First marketed in the 1970’s by the Clinton Corn Processing Company and reaching peak usage in the late 1990’s, High fructose corn syrup (HFCS), a sweetener made from corn, became a godsend to corporations such as Coca-Cola, Kellogg’s, Nabisco, Capri, Ocean Spray, Starbucks, Heinz, Yoplait, Ben & Jerry’s, Dreyer’s, and hundreds more. No longer did they have to rely heavily on costly sugar (Sucrose) imports from Mexico and the rest of South America, now they could get tap the never ending stream of US corn as a sugar source. HFCS comes in two primary compositions—HFCS-42 and HFCS-55. This means it is composed of either 42 percent or 55 percent fructose, with the remaining sugars being glucose. Similar to sucrose in monosaccharide composition, HFCS monosaccharide units are not bonded together, which results in a liquid sugar instead of crystalline. This characteristic is particularly significant because it allows the transportation of larger quantities, more precise control during alcoholic fermentation, and most importantly, allows the adjustment of the glucose to fructose proportion in HFCS.
For the sake of providing context, here are a few statistics on HFCS consumption. According to Duke Health, 52 percent of adults consume between one and six sugary beverages per week, which are a primary source of high-fructose corn syrup in the average diet. The same source also estimates that about one-third of adults admit to having at least one sugary drink each day. According to Consumer Reports Organization, there was a 1,000 percent increase in the consumption of high-fructose corn syrup between 1970(introduction of HFCS) and 1990(peak usage of HFCS). In 2009, the average American consumed about 35.7 pounds of high-fructose corn syrup, while reports the Illinois Farm Bureau. Simply said, the ubiquitous composition of HFCS in typical diet of the average American is staggering!
Transitioning to the CNS’s role in energy metabolism, the schematic below shows arcuate nucleus (ARC), a region of the hypothalamus that contains neurons sensitive to insulin and leptin, hormones that regulate energy homeostasis.
Neurons in the ARC that contain neuropeptide Y (NPY), agouti-related protein (AGRP), and gamma-amino butyric acid (GABA) increase appetite; while neurons that contain pro-opiomelanocortin (POMC), alpha-melanocyte stimulating hormone, beta-endorphin, acetylcholine, and cocaine-and-amphetamine-regulating transcript (CART) decrease appetite. When circulating in the blood, insulin, leptin, and ghrelin modulate both the anorexigenic and orexigenic neurons, in addition to the higher order neurons too. One can imagine this hormonal control of energy homeostasis to be like see-saw action between food intake and food expenditure, effected by NPY/AGRP and POMC neurons. One interesting point to make is that the blood brain barrier in the ARC is relatively less developed, so more permeable, hence it allows agonist and antagonistic species into the ARC. This results in signal initiation and propagation when those substances bind to receptors on the many neurons. The ease of permeability also presents an opportunity for intranasal administration of therapeutic agents.

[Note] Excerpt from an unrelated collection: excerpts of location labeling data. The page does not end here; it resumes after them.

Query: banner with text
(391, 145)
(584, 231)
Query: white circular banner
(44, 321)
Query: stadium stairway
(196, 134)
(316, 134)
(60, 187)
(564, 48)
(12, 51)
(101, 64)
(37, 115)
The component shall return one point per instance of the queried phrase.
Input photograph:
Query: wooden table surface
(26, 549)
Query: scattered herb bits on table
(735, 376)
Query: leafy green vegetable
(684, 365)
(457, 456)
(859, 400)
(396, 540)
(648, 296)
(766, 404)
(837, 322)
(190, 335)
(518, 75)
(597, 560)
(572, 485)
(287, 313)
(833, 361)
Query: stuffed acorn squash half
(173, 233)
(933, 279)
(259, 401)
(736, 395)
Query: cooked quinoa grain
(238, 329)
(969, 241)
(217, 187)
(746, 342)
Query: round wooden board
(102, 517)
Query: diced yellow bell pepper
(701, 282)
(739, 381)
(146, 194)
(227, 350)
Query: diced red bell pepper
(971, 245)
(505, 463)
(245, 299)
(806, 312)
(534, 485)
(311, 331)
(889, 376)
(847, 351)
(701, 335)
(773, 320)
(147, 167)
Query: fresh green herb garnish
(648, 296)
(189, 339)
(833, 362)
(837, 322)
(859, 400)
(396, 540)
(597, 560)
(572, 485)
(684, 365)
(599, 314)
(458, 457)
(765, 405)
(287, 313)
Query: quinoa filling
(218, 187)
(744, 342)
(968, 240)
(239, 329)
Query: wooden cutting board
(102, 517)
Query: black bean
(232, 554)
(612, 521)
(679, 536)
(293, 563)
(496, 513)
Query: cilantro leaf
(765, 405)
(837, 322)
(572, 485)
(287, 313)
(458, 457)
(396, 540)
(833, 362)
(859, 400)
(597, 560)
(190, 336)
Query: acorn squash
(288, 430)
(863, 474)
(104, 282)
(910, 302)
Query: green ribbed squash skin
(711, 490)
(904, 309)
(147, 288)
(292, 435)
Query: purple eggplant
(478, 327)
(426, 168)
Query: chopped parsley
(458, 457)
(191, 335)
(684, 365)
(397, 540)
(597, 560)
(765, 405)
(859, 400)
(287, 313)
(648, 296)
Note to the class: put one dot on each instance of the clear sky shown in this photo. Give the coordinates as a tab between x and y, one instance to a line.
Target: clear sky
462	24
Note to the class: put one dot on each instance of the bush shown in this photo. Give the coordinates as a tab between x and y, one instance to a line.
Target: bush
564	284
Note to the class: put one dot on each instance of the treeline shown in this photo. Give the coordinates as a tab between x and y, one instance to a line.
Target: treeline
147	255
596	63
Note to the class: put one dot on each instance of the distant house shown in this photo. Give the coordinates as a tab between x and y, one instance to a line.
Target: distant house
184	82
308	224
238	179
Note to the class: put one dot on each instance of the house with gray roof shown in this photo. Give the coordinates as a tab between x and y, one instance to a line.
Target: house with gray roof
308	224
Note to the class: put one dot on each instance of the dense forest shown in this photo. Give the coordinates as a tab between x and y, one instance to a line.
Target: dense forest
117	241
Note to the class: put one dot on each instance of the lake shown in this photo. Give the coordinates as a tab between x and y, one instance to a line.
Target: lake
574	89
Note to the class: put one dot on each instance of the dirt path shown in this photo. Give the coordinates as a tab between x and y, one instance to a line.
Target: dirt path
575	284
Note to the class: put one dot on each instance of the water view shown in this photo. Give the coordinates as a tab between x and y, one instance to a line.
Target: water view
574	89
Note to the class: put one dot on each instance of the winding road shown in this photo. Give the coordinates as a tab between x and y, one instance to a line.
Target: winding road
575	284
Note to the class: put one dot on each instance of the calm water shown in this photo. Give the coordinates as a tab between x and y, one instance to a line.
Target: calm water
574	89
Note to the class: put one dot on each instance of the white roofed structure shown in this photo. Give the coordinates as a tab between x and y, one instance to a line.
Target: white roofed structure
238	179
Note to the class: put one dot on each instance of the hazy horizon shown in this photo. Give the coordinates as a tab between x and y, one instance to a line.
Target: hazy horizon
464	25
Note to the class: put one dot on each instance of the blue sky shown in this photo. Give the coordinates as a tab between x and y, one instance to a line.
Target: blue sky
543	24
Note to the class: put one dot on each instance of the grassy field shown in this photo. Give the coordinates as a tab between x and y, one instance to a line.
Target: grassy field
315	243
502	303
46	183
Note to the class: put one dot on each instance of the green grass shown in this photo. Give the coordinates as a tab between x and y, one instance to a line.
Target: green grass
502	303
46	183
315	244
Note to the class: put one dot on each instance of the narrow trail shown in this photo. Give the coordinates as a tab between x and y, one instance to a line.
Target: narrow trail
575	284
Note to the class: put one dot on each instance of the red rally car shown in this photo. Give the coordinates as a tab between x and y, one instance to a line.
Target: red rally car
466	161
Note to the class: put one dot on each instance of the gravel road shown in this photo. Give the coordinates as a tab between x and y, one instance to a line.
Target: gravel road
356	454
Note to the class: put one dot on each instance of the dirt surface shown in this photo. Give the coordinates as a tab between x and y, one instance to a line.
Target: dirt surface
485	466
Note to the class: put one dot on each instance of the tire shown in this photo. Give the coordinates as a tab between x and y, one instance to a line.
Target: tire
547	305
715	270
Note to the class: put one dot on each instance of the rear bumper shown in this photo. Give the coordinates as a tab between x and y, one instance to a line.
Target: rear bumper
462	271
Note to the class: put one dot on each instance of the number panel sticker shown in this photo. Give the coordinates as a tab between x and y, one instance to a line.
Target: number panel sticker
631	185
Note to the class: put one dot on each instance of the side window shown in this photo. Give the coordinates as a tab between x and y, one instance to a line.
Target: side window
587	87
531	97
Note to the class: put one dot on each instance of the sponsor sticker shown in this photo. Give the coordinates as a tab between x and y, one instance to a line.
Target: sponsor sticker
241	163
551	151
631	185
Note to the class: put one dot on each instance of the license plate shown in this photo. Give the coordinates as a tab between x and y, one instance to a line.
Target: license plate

So what really is the big deal with HFCS? After all, regular sugar contains both glucose and fructose… you might be wondering. Well, both HFCS and sucrose are empty calories, they have hardly any nutritional value and our bodies get all the sugar it needs from a regular nutritional meal anyway. The real issue with HFCS lies in its metabolism to prepare for entrance into the Citric Acid Cycle. Below is a diagram of glycolysis. Major regulatory points of glucose homeostasis are steps 1, 3, and 10. Fructose enters glycolysis as shown in the diagram below. It bypasses the regulation at step 3, and is metabolized as fatty acids would be. This results in high blood sugar levels, disrupts the balance in the control of NPY/AGRP and POMC neurons, leading to weight gain, as the extra sugar becomes stored as fat. Subsisting on a diet high in HFCS results in increased hunger due to an insufficient supply of nutrients present in such foods. This then leads to over nutrition, which leads to weight gain and hyperinsulinemia. Oxidative stress, and endoplasmic reticulum stress then results in hypothalamic neurons, resulting in protein misfolding and inflammation through the NFkB pathway, the latter of which leads to apoptosis of neurons in the hypothalamus concerned with energy metabolism. Insulin resistance (type II diabetes) then results. Thanks HFCS – Yours truly!